While the discussions revolve around what pre-clearance can do for tourism to Hawaii, it should be mentioned that such an arrangement would benefit the large volume of American visitors heading to Japan nowadays, too. This is particularly true for Hawaii, and other states with large Japanese populations, such as California and New York.

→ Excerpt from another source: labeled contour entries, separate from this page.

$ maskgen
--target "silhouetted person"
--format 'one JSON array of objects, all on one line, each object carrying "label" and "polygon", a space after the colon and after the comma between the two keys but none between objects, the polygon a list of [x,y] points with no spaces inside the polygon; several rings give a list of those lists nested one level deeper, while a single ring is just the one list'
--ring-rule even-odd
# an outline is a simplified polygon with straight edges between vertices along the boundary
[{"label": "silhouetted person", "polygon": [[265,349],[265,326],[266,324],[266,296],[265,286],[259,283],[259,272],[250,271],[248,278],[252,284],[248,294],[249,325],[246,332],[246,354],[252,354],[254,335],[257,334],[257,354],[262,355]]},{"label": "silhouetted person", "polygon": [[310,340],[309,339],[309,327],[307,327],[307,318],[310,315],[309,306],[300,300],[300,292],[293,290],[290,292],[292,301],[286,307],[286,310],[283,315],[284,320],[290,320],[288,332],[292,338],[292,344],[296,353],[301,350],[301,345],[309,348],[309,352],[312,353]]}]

Business could also benefit from this arrangement, especially since there are so many Japanese companies present in the U.S. I’m not going to name all of them, but I’m sure you can thing of at least a few, including automakers, food producers, and even Beam Suntory.
While all of the ideas our delegation brought up as Hawaii proposes a Japanese pre-clearance facility, there are obvious challenges to this. It would take a significant investment from Japan, which is their primary concern. After all, once passengers pass through the pre-clearance facility, they must be held in a sterile area. This would require the airport(s) with such facilities to undergo modification for this requirement. The host country must also share the costs for deploying Customs & Border Protection Officers to equipped airports.
Beyond the logistical challenges, though, are crucial considerations that may be even more difficult to figure out. The top one to me is where you’d place a facility if you could only build one – Haneda or Narita? On the one hand, Haneda is more convenient for all travelers, and would be particularly great for business travel. But Haneda is severely slot-restricted, meaning Governor Green’s idea of direct service to other islands wouldn’t be possible. Narita remains a viable option, too, though its airlines are assigned to terminals based on the alliance they’re affiliated with. That would mean that three different facilities would need to be made.
On Hawaii’s side, would there be enough demand to the individual islands (or in general) to justify this? After all, Hawaiian can’t even operate its Haneda – Kona flight.
Hawaii Proposes a Japanese Pre-Clearance Facility, Final Thoughts
Again, I think it’s a great idea that Hawaii proposes a Japanese pre-clearance facility. That said, there are many challenges that need to be overcome to make such an arrangement viable. As a result, I don’t think it is something we’ll see anytime soon.